19. A system to detect miss scan theft, the system comprising:

a self-checkout unit comprising: a flatbed area; a point-of-sale terminal; an imaging device; and a computing system comprising: a processor; a memory communicatively connected to the processor which stores program instructions executable by the processor, wherein, when executed the program instructions cause the system to: receive one or more images from the imaging device; identify one or more background objects and one or more foreground objects within each of the one or more images using a background detection learning model; identify one or more body parts within the one or more foreground objects within each of the one or more images using a trained body part segmentation model; identify pixels associated with a product within each of the one or more images by segmenting out the one or more background objects and the one or more body parts from each of the one or more images; create a localized product within each of the one or more image by enclosing the pixels associated with the product within each of the one or more images with an outline; determine whether a user is performing a scanning action at the self-checkout unit by determining whether a position of the localized product among the one or more images moves from one side of the flatbed area of the self-checkout unit to another side of the flatbed area the self-checkout unit; upon determining that the user is performing the scanning action, estimate a time interval at which the user performs the scanning action; retrieve transaction data for the time interval from the point-of-sale terminal associated; determine whether a checkout transaction was recorded among the transaction data for the time interval; and upon determining that the checkout transaction was not recorded among the transaction data for the time interval, determine that a miss scan theft occurred.

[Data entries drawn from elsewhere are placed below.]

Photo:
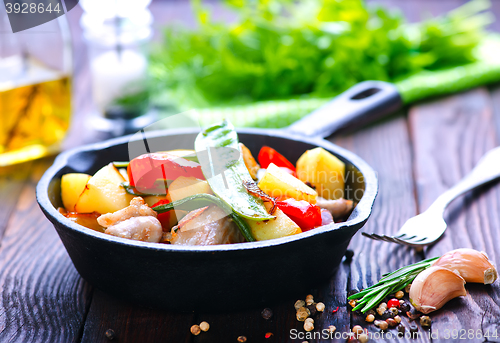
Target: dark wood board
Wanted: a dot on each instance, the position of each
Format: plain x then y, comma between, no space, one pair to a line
449,137
387,148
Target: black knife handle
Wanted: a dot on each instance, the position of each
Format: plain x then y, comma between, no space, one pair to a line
363,103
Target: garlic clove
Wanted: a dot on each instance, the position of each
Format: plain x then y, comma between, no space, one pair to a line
474,266
434,287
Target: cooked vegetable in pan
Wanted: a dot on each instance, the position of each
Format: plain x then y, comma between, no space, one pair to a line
215,194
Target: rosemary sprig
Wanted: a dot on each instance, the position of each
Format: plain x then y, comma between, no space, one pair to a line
388,284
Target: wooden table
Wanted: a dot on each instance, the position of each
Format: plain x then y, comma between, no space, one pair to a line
418,153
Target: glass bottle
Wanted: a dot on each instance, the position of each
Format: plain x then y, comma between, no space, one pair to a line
35,89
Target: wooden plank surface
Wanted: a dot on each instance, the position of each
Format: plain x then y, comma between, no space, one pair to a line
449,137
43,298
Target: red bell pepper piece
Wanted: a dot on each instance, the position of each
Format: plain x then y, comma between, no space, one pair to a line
268,155
304,214
144,171
163,218
289,171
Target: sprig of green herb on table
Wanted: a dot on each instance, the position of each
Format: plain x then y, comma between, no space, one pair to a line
389,284
282,49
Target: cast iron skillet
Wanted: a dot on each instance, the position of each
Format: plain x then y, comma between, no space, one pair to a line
224,276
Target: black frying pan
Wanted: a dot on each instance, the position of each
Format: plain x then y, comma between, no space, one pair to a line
224,276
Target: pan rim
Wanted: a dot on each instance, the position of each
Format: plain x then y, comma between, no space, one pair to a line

20. The system of claim 19, wherein when executed, the program instructions further cause the system to:

identify one or more of common objects within the one or more foreground objects within each of the one or more images using an object segmentation model, wherein the one or more common objects include one or more of: at least a portion of a shopping basket, at least a portion of a shopping cart, a cellular telephone, a purse, a wallet, or at least a portion of clothing associated with the user; and

segment out the one or more common objects when identifying the pixels associated with the product within each of the one or more images.